A medida que los niños crecen pueden participar en la preparación de la comida e incluso cocinar bajo la mirada atenta de uno de sus padres. Enseñarles técnicas y reglas de seguridad les permite confiar en sí mismos en vez de tener mayores expectativas respecto a que sus padres lo hagan todo. El resultado es autoestima y confianza en sí mismos, no basada en elogios vanos, sino porque ellos mismos ven que naturalmente van creciendo y convirtiéndose en jóvenes competentes.

La independencia fuera del hogar es más difícil de lograr, pero es posible. Una vez más, depende de la sabiduría y discreción de los padres. Además de pensar cómo moverse al tener que cruzar las calles, las salidas al centro comercial y aventurarse a salir de la casa, aquí hay algunos puntos que los padres deben tener presentes:

  • Proveer reglas claras y que quede claro la hora en que tienen que estar de regreso, las distancias, las responsabilidades esperadas y lo que deben hacer cuando se sienten perdidos o en peligro.

  • Hablen sobre las consecuencias si no se respetan las reglas y las responsabilidades.

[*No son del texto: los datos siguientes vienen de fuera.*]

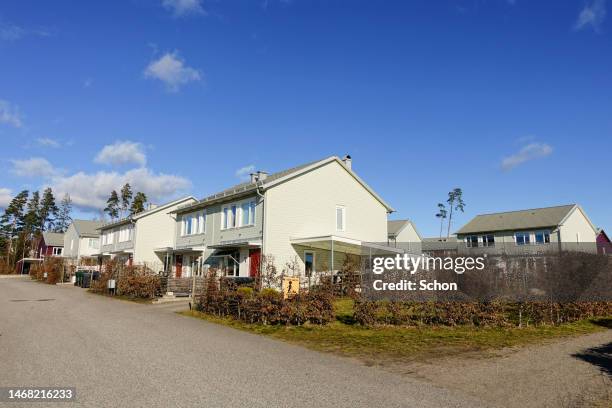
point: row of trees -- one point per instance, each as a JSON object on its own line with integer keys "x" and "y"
{"x": 455, "y": 203}
{"x": 26, "y": 217}
{"x": 126, "y": 204}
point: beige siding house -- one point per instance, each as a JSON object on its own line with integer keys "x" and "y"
{"x": 306, "y": 218}
{"x": 565, "y": 227}
{"x": 144, "y": 238}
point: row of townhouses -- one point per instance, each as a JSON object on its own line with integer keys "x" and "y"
{"x": 307, "y": 218}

  • Enséñales a los niños a ser los amos de su propio comportamiento. Explícales: Tú eres responsable de tus errores, de causar daño, de lastimar a alguien o de tu mal comportamiento. Si lastimas a otros debes pedirles perdón. No inventes excusas ni trates de culpar a los demás. No importa quién más lo hizo, quién te empujó a hacerlo o si de alguna manera todos los demás te culpan a ti. Sé responsable de tus actos.

  • Permite a los niños superar sus miedos, tomar riesgos y adquirir coraje. Por ejemplo, conversen sobre cómo se puede conquistar la timidez con pequeños pasos, o busquen soluciones en vez de permanecer con miedo a los perros o a las alturas. Brinda fuerza y seguridad a tu hijo.

  • Comprende que no podemos manipular las amistades de nuestros hijos, las invitaciones a dormir y sus vidas sociales. Sí, cuando son pequeños podemos ayudarlos con las invitaciones. Pero eso se termina muy rápido y luego los niños deben resolverlo por sí mismos. Podemos tratar de guiarlos, ayudarlos a reconocer el significado de una verdadera amistad y abrir nuestros corazones y nuestros hogares. En definitiva esperamos que tomen buenas elecciones porque los hemos educado bien.

  • Guía a los niños a ayudar y a hacer por sí mismos. Ellos pueden suplir sus necesidades y requerimientos sin esperar que sus padres vayan al rescate. Una profesora de gimnasia me dijo que no puedo llegar a imaginar la cantidad de alumnas que culpan a sus madres por no haber llevado sus zapatillas.

5 pasos para lograr un cambio

Si deseas brindar más independencia a la vida de tu hijo, comienza con estos cinco pasos:

1. Comunícale que te gustaría ver que confía más en sí mismo. Dile cosas positivas, como por ejemplo: “Ahora que estás en la escuela secundaria, puedes…”. Debes ser claro respecto a sus responsabilidades.

2. Dale un sentido del tiempo. A través de los relojes y las alarmas de los teléfonos muéstrale que los niños pueden apegarse a un cronograma y aprender a equilibrar debidamente su tiempo.

3. Aceptación: no busques la perfección. Reconoce los esfuerzos y luego trabaja para mejorar las habilidades.

4. Comienza con lo bueno. Si tu hijo se viste solo, reconoce eso antes de mencionar que se puso la remera al revés. Energízalo en vez de criticarlo.

5. Enséñale habilidades para solucionar problemas. No importa la edad, verás que tu hijo tiene dificultad con algo. No corras a resolver el problema. En cambio, aliéntalo a que él mismo encuentre soluciones.

Cuando no podemos dar un paso atrás y permitirles a nuestros hijos cometer errores o descubrir por sí mismos la magia de la vida, ellos pierden la fuerza para extender sus alas. A medida que los niños crecen, desean apoyarse menos en nosotros pero seguir sintiendo nuestro amor e inspiración. Estamos aquí para guiarlos, enseñarles, darles fuerzas y disciplinarlos. Tenemos la capacidad de ayudar a nuestros hijos a florecer, a ganar independencia y nutrir sus almas para que puedan dejar su huella en este mundo.